How ‘Big Law’ Makes Big Money 

by Adam Tooze – February 13, 2020 Issue

The New York Review of Books

“There is an estate in the realm more powerful than either your Lordship or the other House of Parliament,” one Lord Campbell proclaimed to the peers in the House of Lords, in 1851, “and that [is] the country solicitors.” It was the lawyers, in other words, who kept England’s landed elite so very, well, elite: who shielded and extended the wealth of the landowners, even granting them legal protection against their own creditors. How did they pull off this trick? Through a nimble tangle of contracts, carefully and complicatedly applied, as Katharina Pistor explains in her lucid new book, The Code of Capital: by mixing “modern notions of individual property rights with feudalist restrictions on alienability”; by employing trusts “to protect family estates, but then [turning] around and [using] the trust again to set aside assets for creditors so that they would roll over the debt of the life tenant one more time”; and by settling the rights to the estate among family members in line for inheritance. Solicitors maximized their clients’ profits and worth through strategic applications of the central institutions at their disposal: “contract, property, collateral, trust, corporate, and bankruptcy law,” what Pistor calls an “empire of law.”

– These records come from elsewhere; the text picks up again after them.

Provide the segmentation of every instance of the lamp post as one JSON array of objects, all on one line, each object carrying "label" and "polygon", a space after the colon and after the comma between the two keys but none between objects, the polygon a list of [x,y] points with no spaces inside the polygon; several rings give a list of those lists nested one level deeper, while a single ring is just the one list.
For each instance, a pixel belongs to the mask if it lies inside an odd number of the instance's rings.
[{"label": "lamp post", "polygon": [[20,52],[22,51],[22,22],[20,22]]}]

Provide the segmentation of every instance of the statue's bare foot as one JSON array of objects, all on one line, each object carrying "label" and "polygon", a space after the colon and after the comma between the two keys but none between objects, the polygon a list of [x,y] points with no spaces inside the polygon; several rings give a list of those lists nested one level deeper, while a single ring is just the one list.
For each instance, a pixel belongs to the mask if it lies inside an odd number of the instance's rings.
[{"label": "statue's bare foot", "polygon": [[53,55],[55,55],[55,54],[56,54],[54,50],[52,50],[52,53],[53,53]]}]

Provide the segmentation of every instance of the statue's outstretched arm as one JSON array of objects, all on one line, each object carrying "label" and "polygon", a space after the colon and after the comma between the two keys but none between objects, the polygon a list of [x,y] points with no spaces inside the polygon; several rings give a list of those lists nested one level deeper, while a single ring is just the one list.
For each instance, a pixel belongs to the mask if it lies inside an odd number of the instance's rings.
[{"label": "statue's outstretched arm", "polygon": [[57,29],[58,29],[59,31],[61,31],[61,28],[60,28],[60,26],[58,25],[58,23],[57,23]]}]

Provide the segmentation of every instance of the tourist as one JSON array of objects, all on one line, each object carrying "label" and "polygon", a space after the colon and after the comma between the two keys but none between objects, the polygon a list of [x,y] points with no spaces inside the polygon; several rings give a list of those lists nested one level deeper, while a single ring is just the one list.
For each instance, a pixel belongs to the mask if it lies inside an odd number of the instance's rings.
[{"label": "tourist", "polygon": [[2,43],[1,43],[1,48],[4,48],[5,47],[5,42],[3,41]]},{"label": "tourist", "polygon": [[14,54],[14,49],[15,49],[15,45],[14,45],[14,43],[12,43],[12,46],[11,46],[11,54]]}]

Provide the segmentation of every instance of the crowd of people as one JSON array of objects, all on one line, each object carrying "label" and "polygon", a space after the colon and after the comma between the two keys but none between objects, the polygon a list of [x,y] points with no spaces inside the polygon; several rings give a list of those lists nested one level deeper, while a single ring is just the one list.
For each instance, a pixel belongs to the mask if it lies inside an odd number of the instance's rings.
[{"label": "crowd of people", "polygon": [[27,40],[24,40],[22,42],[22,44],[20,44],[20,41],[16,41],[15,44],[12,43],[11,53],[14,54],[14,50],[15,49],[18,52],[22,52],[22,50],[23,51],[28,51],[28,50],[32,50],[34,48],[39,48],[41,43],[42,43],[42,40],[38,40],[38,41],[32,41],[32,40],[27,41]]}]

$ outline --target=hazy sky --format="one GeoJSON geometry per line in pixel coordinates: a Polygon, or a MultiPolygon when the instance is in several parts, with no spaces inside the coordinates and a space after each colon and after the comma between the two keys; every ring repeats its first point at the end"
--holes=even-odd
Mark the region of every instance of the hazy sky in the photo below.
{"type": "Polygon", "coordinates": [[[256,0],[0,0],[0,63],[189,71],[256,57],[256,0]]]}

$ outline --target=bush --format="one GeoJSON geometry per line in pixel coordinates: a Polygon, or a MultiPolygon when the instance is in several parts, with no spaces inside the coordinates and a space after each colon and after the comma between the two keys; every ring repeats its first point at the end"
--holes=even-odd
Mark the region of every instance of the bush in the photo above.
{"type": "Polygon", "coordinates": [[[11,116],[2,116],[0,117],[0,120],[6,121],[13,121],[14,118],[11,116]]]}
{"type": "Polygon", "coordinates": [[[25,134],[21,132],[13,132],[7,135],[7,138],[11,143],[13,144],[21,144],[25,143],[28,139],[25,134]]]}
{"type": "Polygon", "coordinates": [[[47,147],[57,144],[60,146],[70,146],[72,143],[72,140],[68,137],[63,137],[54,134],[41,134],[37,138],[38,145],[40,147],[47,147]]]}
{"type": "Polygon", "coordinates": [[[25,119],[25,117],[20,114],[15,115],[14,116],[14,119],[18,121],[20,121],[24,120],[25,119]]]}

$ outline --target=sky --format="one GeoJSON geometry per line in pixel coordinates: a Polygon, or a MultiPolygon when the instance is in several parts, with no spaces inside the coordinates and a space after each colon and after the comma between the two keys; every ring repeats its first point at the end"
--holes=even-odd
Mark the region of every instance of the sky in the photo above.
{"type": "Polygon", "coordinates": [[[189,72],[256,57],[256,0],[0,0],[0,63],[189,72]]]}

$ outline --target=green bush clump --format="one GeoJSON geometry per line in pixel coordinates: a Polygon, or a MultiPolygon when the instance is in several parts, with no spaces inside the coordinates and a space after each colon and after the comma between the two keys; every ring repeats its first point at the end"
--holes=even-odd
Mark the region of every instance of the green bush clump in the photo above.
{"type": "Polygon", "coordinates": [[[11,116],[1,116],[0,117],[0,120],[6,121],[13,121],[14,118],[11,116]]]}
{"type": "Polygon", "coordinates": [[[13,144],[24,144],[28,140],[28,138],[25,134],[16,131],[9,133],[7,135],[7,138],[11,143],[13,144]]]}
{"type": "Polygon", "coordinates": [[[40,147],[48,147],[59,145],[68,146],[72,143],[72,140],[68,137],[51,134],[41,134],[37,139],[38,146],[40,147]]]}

The Code of Capital brings together the ferment in American law schools and the more broad-based continental critical tradition, with concerns derived from Thomas Piketty’s history of inequality and recent thinking within so-called heterodox economics about the unstable nature of financial capitalism. The result is nothing less than a crisis theory of law. Law as it currently functions is, for Pistor, constitutive of the order that creates and perpetuates inequality, opacity, dysfunction, and crisis, and ultimately puts at risk the legitimacy of the rule of law as such.